The other problem is the drivers. You know how people say that drivers in their area are “the worst”? You hear this all the time. “Oh, Atlanta drivers,” people say. “They’re the worst!” Or: “Oh, Phoenix drivers… they’re the worst!”
No matter what city people live in, they tell strangers on the Internet that their drivers are the worst. I often wonder if people in Mongolia are convinced that “Ulaanbaatar drivers are the worst,” except they don’t write it on the Internet but rather they chisel it in stone as they rinse their clothes in the river.
Well, here’s the deal: Washington, D.C. drivers really are the worst. Not only is this statistically true, but it’s very obvious if you spend even ten minutes there. D.C. is a combination of drivers from the Maryland and Virginia suburbs, plus inner-city drivers, plus wide-eyed 24-year-olds from rural Kansas who are eager to change the world by working for some non-profit called National Organization for Clothespin Awareness, plus diplomats who drive according to the laws of their own country’s roads, which often involve a high volume of goat traffic.
So driving the Aston there was not especially fun. What happens is, you accelerate for just one second, and then you’re mired in traffic. Or you start to push through a nice corner, and you find yourself stuck at one of the traffic circle’s eight stop lights.
Or you go down a one-way street and you’re blocked by a Toyota Avalon with diplomatic plates coming the other way, and you have to move to the side because he has diplomatic immunity and he could slice off your ear this evening and be enjoying some nice Government Building Kielbasa by lunchtime tomorrow.

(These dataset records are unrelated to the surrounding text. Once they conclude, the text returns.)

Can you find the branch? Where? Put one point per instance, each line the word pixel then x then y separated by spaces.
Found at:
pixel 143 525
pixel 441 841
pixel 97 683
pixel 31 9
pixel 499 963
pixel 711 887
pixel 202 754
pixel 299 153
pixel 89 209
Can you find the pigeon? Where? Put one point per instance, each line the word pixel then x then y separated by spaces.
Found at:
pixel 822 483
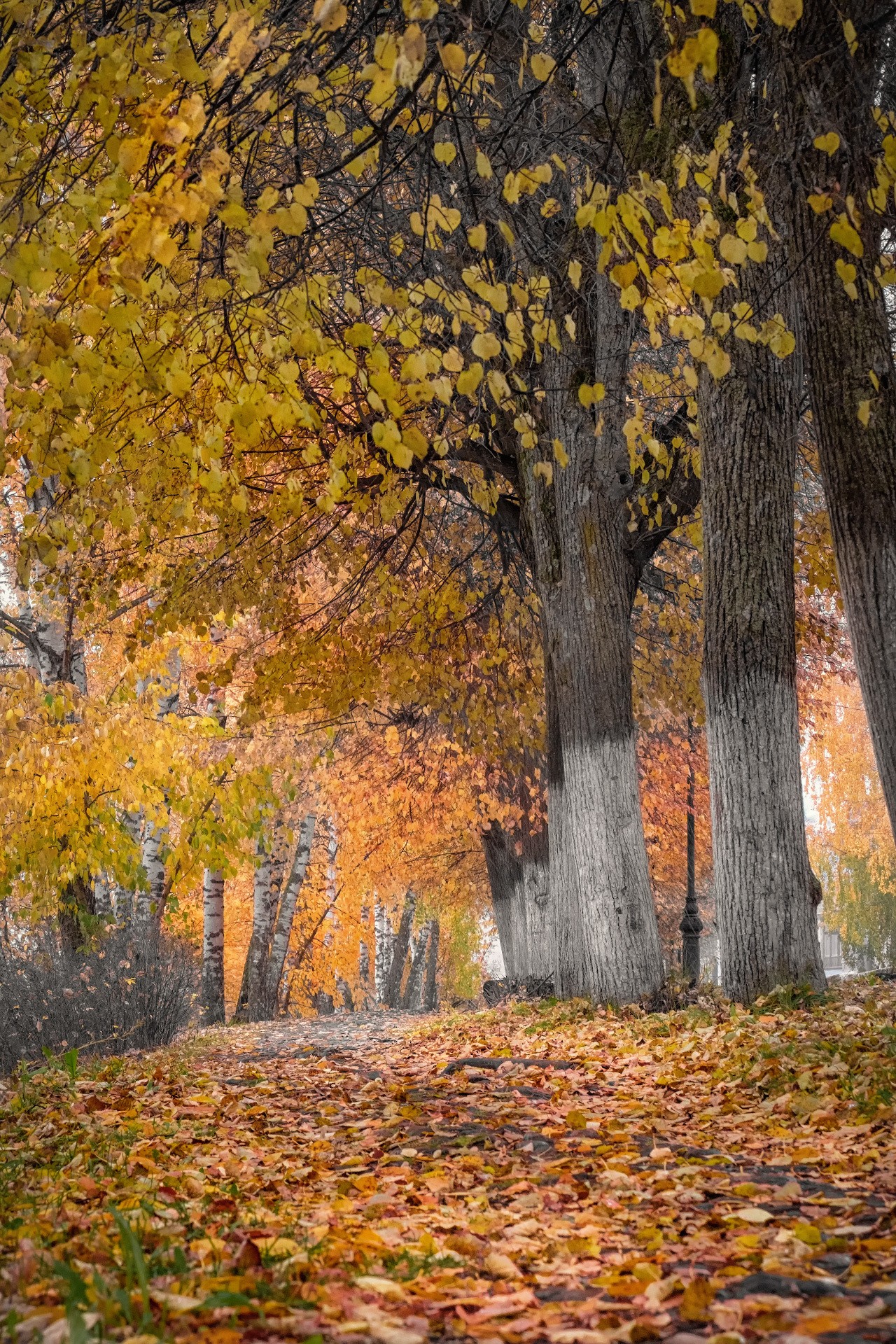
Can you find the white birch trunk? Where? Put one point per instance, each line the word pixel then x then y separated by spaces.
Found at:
pixel 248 1004
pixel 384 942
pixel 286 916
pixel 213 988
pixel 413 999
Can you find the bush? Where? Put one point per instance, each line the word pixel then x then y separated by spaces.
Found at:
pixel 118 993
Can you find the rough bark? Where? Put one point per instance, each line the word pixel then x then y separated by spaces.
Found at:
pixel 848 339
pixel 276 962
pixel 250 990
pixel 764 911
pixel 430 984
pixel 520 898
pixel 608 942
pixel 213 986
pixel 393 986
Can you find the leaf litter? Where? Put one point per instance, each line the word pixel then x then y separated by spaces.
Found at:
pixel 535 1172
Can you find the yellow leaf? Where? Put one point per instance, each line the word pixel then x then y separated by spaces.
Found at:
pixel 542 66
pixel 592 393
pixel 696 1298
pixel 469 379
pixel 732 249
pixel 482 164
pixel 453 58
pixel 486 346
pixel 330 15
pixel 828 144
pixel 841 232
pixel 750 1215
pixel 786 14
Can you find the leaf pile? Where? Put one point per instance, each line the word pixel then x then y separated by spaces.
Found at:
pixel 594 1177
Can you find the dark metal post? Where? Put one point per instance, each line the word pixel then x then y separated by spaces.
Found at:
pixel 691 925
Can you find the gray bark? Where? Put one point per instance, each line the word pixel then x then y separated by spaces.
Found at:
pixel 848 339
pixel 608 942
pixel 213 986
pixel 520 898
pixel 248 1004
pixel 413 997
pixel 393 987
pixel 383 945
pixel 430 984
pixel 276 962
pixel 149 899
pixel 764 909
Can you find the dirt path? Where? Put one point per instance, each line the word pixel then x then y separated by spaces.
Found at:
pixel 612 1182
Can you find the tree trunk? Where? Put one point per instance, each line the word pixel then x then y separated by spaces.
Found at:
pixel 520 898
pixel 508 904
pixel 848 340
pixel 149 902
pixel 286 916
pixel 762 878
pixel 393 987
pixel 430 986
pixel 383 945
pixel 250 990
pixel 213 988
pixel 413 999
pixel 608 942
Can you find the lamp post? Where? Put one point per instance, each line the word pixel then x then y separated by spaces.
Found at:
pixel 691 926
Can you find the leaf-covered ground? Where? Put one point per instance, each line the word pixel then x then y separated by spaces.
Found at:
pixel 708 1174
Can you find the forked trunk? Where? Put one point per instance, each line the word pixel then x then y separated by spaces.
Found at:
pixel 764 906
pixel 608 942
pixel 213 986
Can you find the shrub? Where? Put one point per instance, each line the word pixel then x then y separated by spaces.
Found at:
pixel 117 993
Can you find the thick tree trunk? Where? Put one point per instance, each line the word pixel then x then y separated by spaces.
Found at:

This trip did, however, lead me to discover one great thing about the Aston: it’s an excellent highway cruiser. On the interstate, it’s smooth, and it’s stable, and it’s solid, and it eats miles like an expensive German luxury sedan. In fact, it ate about 400 of them on this one single trip, without a single hiccup or problem other than the fact that it accumulates brake dust at roughly the same rate southwestern Washington accumulated volcanic ash after the Mount Saint Helens eruption.
Perhaps on my next trip to D.C., I’ll create a non-profit: the National Organization for Aston Martin Brake Dust Awareness. I will recruit several wide-eyed 24-year-olds from rural Kansas to work with me. Unfortunately, I suspect they will have trouble getting to the office, what with all the traffic circle stop lights.